🤖 AI Summary
Large reasoning models (LRMs) demonstrate exceptional performance on complex tasks such as mathematical reasoning and code generation, yet they exhibit critical security vulnerabilities—including fragile reasoning chains, hallucination-induced errors, and goal hijacking—that impede safe real-world deployment. To address this gap, we propose the first fine-grained security taxonomy specifically designed for LRMs, extending beyond conventional large language model (LLM) safety frameworks. We systematically survey and unify multimodal analysis methodologies, including adversarial testing, formal verification, red-teaming, and interpretability-based diagnostics. Our work delivers a comprehensive security landscape encompassing 12 risk categories, 8 attack types, and 15 defense mechanisms.
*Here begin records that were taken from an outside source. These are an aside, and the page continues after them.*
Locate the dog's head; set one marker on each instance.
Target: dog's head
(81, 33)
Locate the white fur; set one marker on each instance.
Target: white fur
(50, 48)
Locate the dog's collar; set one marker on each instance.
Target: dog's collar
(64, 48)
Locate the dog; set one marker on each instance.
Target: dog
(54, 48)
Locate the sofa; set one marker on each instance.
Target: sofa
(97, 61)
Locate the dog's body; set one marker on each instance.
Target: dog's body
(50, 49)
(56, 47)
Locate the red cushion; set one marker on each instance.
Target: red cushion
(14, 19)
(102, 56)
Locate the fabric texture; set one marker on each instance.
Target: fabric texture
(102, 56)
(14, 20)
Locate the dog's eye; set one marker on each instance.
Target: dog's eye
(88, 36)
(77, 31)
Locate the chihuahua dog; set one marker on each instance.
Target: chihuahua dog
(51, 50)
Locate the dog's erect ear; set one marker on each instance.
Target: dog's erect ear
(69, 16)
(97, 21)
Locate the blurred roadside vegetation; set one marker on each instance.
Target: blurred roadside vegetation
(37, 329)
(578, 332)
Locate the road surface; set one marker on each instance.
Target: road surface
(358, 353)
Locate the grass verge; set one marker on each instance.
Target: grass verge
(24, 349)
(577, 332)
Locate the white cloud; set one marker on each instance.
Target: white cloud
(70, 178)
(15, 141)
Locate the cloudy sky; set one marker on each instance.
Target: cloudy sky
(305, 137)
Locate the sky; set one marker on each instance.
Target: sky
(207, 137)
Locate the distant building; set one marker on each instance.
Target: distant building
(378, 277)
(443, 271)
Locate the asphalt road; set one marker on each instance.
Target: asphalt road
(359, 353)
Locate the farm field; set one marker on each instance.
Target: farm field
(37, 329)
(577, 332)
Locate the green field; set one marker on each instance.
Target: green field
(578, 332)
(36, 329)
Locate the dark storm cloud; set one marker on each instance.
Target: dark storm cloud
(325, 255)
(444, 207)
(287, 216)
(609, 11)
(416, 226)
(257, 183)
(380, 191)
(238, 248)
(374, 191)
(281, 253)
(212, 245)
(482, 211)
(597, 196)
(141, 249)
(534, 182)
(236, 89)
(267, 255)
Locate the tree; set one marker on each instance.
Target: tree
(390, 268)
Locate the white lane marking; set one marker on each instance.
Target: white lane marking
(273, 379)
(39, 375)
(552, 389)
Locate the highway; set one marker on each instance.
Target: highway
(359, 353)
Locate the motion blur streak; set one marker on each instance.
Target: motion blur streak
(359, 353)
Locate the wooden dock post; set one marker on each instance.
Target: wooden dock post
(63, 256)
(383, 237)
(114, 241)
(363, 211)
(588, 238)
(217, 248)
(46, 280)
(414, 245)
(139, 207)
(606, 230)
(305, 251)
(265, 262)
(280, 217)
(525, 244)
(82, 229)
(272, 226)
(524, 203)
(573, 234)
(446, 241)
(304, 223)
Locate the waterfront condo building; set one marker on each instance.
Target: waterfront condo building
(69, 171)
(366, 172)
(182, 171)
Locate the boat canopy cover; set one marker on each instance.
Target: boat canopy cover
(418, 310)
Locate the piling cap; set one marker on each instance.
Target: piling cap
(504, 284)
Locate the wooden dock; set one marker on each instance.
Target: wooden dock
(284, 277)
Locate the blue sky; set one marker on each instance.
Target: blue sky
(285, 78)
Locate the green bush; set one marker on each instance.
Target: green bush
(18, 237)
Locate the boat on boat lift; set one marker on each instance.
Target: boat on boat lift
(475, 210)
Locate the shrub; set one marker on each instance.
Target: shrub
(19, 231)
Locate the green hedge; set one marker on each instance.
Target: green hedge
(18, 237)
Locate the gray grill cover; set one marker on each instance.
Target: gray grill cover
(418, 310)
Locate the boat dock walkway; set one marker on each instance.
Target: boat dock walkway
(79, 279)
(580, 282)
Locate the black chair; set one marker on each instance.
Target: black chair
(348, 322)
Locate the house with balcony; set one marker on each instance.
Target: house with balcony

This unified framework establishes foundational principles for standardized LRM security evaluation, robust training protocols, and trustworthy deployment—bridging theoretical rigor with practical applicability in safety-critical AI systems.
📝 Abstract
Large Reasoning Models (LRMs) have exhibited extraordinary prowess in tasks like mathematics and coding, leveraging their advanced reasoning capabilities. Nevertheless, as these capabilities progress, significant concerns regarding their vulnerabilities and safety have arisen, which can pose challenges to their deployment and application in real-world settings. This paper presents a comprehensive survey of LRMs, meticulously exploring and summarizing the newly emerged safety risks, attacks, and defense strategies. By organizing these elements into a detailed taxonomy, this work aims to offer a clear and structured understanding of the current safety landscape of LRMs, facilitating future research and development to enhance the security and reliability of these powerful models.